But none of us can be mid-century modern departments or disciplines.
We have been approaching this moment when the hybrids powering disciplines would become visible and their operation would shift. I make this argument in my last book in greater detail, but here it is in a nutshell. The whole write a proto-monograph dissertation, deliver conference papers via air travel, publish printed journal articles, and turn your dissertation into a published monograph for your tenure dossier thing: you know that thing? If you are a scholar of a certain era, like me, you might resemble that remark. From it extends everything down to the five-paragraph theme. They are all part of a mid-century American mediascape.
Of course they are. They had longer histories but these genres crystallized significantly during this period. 60-70 years later we are still producing the same basic artifacts for the same purposes except that we now email the documents. I remember helping colleagues open email attachments, so the “going digital” of sharing electronic files happened during my career. If journal articles feel like three-camera sitcoms with the laugh tracks missing, there’s a reason. They are akin to watching old comedy shows where it becomes hard to imagine how those jokes actually landed back then. Did we seek to reinvent them? Yes. There is Kairos and others. But how far did that spread?
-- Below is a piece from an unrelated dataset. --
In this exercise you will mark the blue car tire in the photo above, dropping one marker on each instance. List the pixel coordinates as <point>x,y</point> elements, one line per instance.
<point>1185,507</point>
There were a couple key points to how the system worked though (and yes past tense). First is the obvious individual expertise it takes took to produce one, as well as the signifiant labor it required. After all, it wasn’t like those books wrote themselves… sigh. Second is the material limits on publication. Meeting some basic standard of intellectual merit was not sufficient, we also had to beat out our colleagues for limited page space. In this way, peer review became proxy for tenure.
This all went oddly pear-shaped with the internet. And now? The mechanisms don’t really exist. We could create detection services to alter the media ecology and make the use of AI less palatable. But why exactly would we be doing that?
So critical negotiation as a disciplinary community. I have suggested pursuing an alternative to creative-anachronistic re-enactments of mid-century American disciplinarity. Not because those won’t be interesting. But a lot of people will be doing those. And not because I think I have such a great idea! I’m enough of a techno-pessimist to view disciplines as accidents that can’t wait to happen.
So which are the more interesting and survivable accidents? Which are the ones that will teach me a lesson without teaching me a lesson?